There is no evidence the IWA Ladies’ Auxiliaries included formal representation from the South Asian Community but we know the women supported the union in other ways. All women with friends and relatives working in the forest industry were fighting for the same things: a strong union and better living and working conditions.

“If you had any problem you could go to the union man and he would help you get it sorted,” said Prakash Kaur Maan. “If you pay union dues then you get [a] retirement pension. There are lots of advantages of being part of a union.”

South Asian women donated food to union picket lines during the strike. “When it was the shorter strike I would bring some of my chickens and contribute like that,” said Kashmir Kaur Johal.[2]

South Asian women possessed knowledge of the revolutionary past of the community. Rattan Kaur was married to the first Sikh Punjabi born in Canada. Her father-in-law was Balwant Singh, a renowned Ghadrite revolutionary and the first priest of the 2nd Avenue Gurdwara. When interviewed about her family and her life in the 1940s  she turns to the women sitting next to her and says in Punjabi that he came in 1906-1907 and that this was the time of Ghadar. “They do not know all of this, do they?” she asks the others. One of the other woman replies “you just tell them that things were not good and people were not treated well back then and then he was hung.”

Jinny Sims is an activist, past-president of the BC Teachers’ Federation, labour organizer and NDP politician. This inspirational South Asian Canadian woman was elected as the MLA for Surrey-Panorama. Her father and was closely involved in the Indian Workers Association in England and had links to Ghadar’s legacy.
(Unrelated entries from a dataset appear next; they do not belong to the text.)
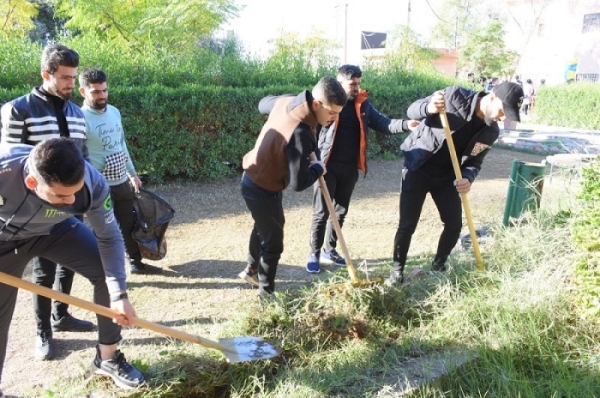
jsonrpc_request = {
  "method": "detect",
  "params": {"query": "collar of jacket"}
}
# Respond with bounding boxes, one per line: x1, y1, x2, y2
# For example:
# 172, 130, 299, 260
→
31, 86, 69, 110
354, 90, 369, 104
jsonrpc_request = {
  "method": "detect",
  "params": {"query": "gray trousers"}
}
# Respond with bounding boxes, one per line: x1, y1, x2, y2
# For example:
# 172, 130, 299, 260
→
0, 217, 121, 381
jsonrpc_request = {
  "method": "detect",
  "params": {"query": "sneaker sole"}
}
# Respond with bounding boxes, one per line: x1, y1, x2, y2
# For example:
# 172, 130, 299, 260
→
129, 270, 162, 275
52, 324, 94, 333
320, 257, 346, 267
238, 271, 258, 287
92, 365, 143, 390
34, 354, 56, 361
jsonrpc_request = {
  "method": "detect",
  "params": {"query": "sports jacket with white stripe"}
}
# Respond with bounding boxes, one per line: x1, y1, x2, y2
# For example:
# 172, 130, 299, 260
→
0, 87, 88, 159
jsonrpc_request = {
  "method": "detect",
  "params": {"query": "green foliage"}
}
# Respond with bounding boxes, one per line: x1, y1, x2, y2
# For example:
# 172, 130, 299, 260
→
373, 26, 439, 74
573, 160, 600, 322
535, 83, 600, 130
459, 22, 517, 76
0, 0, 38, 40
263, 31, 339, 86
0, 37, 42, 92
58, 0, 238, 53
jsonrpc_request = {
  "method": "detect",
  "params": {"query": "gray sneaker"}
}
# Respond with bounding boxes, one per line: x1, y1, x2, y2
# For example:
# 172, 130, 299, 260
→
384, 270, 404, 287
35, 330, 56, 361
92, 346, 144, 388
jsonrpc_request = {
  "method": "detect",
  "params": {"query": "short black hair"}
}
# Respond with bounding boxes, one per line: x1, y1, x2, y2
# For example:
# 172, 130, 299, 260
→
312, 76, 348, 106
338, 64, 362, 80
42, 44, 79, 74
29, 138, 85, 187
79, 68, 106, 87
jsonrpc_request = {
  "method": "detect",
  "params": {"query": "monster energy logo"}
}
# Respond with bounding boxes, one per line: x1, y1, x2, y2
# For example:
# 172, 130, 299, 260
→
45, 209, 67, 218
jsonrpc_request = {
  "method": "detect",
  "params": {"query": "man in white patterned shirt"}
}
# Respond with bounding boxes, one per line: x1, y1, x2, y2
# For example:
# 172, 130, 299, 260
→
79, 68, 162, 274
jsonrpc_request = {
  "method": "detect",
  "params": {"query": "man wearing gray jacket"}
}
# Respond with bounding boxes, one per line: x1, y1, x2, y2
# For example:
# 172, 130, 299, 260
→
0, 138, 144, 394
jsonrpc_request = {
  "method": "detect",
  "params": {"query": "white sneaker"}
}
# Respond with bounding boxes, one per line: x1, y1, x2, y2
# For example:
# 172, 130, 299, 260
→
238, 267, 258, 287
At the beginning of her life in Canada, she described how her place of employment was on strike. She was pregnant, was not a Canadian citizen and so was told by her union that she would be allowed to cross the picket line because of her precarious position. She thought of her father when she went home that night and decided, no matter what the consequences, she would not cross that picket line.

My dad was a member of the Anglo-Indian Workers’ Club; and anybody who knows what that is, that was basically the socialist club in India; part of the Communist Party. My dad was a comrade and very, very progressive; …[he was the] one who always encouraged me—you could do anything, is what he said. Just live your dreams, but make sure that you give back to the society. That’s where a lot of social justice values come from.
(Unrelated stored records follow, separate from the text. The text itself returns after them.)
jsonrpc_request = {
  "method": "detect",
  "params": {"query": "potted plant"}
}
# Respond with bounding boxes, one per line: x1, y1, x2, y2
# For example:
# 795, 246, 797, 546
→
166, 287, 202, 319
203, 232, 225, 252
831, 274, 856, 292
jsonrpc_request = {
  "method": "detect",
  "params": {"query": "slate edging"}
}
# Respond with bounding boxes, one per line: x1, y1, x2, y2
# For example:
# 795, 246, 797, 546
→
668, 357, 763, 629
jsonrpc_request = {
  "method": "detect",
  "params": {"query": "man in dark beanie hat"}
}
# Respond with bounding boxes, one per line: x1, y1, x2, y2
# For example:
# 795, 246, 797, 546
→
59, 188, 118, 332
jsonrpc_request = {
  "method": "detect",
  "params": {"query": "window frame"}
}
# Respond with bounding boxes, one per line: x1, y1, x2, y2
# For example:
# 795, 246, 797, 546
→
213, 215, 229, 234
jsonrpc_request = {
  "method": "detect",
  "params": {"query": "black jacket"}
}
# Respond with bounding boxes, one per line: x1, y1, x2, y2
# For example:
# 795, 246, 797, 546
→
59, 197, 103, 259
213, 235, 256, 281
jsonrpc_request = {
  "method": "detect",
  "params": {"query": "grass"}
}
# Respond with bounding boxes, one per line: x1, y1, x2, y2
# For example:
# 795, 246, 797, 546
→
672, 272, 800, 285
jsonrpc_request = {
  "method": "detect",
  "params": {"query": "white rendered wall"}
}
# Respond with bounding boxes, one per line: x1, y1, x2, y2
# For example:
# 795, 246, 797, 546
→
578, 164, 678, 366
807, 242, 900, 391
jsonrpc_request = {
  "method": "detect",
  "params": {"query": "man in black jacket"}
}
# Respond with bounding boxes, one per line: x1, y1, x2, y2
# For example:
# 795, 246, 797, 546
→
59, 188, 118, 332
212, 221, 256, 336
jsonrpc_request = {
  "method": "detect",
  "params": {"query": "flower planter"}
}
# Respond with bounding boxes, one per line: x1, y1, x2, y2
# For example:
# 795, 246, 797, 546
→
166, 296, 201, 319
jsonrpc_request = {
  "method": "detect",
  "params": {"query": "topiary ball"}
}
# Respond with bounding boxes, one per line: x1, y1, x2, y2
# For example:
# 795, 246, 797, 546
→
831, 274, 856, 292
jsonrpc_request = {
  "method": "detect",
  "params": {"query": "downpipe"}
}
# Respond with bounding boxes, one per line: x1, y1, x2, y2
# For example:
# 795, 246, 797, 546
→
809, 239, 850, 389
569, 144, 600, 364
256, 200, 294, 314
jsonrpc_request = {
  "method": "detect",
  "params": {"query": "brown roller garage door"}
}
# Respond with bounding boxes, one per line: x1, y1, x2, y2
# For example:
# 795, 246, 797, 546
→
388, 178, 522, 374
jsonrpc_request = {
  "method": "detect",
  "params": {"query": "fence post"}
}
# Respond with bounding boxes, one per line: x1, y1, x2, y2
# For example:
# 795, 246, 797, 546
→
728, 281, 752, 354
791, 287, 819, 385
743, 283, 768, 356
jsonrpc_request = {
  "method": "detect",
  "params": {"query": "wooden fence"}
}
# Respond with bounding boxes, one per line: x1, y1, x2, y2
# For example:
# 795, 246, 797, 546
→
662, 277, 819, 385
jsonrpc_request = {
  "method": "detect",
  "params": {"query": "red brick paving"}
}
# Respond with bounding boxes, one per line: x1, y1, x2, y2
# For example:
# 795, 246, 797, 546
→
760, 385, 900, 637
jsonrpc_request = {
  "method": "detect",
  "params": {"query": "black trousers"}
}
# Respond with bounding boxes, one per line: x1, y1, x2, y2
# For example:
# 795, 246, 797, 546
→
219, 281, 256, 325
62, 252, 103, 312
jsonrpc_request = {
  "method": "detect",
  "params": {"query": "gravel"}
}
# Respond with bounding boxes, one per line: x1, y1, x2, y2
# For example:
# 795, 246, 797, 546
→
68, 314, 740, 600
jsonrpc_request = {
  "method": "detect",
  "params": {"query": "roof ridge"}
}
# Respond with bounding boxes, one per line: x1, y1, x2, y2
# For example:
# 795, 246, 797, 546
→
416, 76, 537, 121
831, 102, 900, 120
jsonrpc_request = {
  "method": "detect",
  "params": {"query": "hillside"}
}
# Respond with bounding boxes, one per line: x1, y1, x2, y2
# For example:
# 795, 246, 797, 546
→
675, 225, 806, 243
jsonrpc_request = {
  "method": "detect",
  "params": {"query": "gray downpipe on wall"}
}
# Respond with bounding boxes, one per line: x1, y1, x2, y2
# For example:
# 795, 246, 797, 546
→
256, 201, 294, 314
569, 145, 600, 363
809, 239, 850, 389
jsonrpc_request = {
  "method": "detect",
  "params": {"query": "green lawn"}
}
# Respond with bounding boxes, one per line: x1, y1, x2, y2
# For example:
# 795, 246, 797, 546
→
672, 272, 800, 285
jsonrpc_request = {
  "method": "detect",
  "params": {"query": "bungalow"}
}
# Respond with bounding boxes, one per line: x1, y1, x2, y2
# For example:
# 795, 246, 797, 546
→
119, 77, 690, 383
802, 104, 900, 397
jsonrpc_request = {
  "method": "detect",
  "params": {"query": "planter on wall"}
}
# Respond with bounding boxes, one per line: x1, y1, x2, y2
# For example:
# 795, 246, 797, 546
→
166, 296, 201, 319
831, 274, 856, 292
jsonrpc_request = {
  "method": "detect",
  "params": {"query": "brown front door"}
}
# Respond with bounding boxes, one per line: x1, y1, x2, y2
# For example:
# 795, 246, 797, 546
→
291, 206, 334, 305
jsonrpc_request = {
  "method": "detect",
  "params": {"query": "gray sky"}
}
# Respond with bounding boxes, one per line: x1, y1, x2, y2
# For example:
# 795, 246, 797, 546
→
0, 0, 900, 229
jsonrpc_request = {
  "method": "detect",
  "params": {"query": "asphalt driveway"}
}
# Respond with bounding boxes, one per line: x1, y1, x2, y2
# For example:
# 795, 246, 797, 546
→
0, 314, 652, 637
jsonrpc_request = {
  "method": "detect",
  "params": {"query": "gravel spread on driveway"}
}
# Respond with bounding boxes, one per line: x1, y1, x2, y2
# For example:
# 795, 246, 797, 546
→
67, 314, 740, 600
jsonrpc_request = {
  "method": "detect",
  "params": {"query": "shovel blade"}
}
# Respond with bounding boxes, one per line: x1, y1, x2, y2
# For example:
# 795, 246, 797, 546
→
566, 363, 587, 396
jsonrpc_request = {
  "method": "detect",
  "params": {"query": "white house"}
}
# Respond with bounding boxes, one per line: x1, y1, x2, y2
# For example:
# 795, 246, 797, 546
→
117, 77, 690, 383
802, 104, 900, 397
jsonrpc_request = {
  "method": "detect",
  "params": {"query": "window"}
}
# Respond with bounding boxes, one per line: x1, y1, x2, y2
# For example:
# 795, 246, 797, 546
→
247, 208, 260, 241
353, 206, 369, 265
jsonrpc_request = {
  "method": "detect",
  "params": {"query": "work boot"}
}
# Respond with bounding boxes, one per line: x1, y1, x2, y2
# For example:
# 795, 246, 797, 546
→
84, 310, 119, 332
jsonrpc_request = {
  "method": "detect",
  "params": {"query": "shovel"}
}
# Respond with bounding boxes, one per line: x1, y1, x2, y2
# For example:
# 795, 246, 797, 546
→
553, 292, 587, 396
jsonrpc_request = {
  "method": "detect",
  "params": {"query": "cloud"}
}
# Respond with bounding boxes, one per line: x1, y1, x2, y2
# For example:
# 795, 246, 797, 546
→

[In England] they used to have the Indian Workers’ Association meet at our house; and it was all men…there were never any women. And they would all sit, and they would talk, and some of them had graduated from universities in Moscow, but they were all Leninists, they were all wanting to change the world…they were part of the freedom fighters movement; that wanted to see an independent India, but, actually, had a vision much bigger than India. They wanted to see more equal and just distribution of wealth. They would read poetry, they would read books, they would talk about their visits to Mao’s Camp

I was given a copy of Mao’s Red Book when I was 16; really quite an amazing experience from that side.”[3]

  1. Helen A. White, "Race Prejudice A Subtle Poison", The BC Lumber Worker, c. 1947.
  2. Lake Cowichan Group (Video interview), 1980s. Women's Labour History Project. Sara Diamond fonds. VIVO Media Arts Centre Archive.
  3. Jinny Sims, interview, 2017. Past Presidents' Interview Series, BC Teachers' Federation.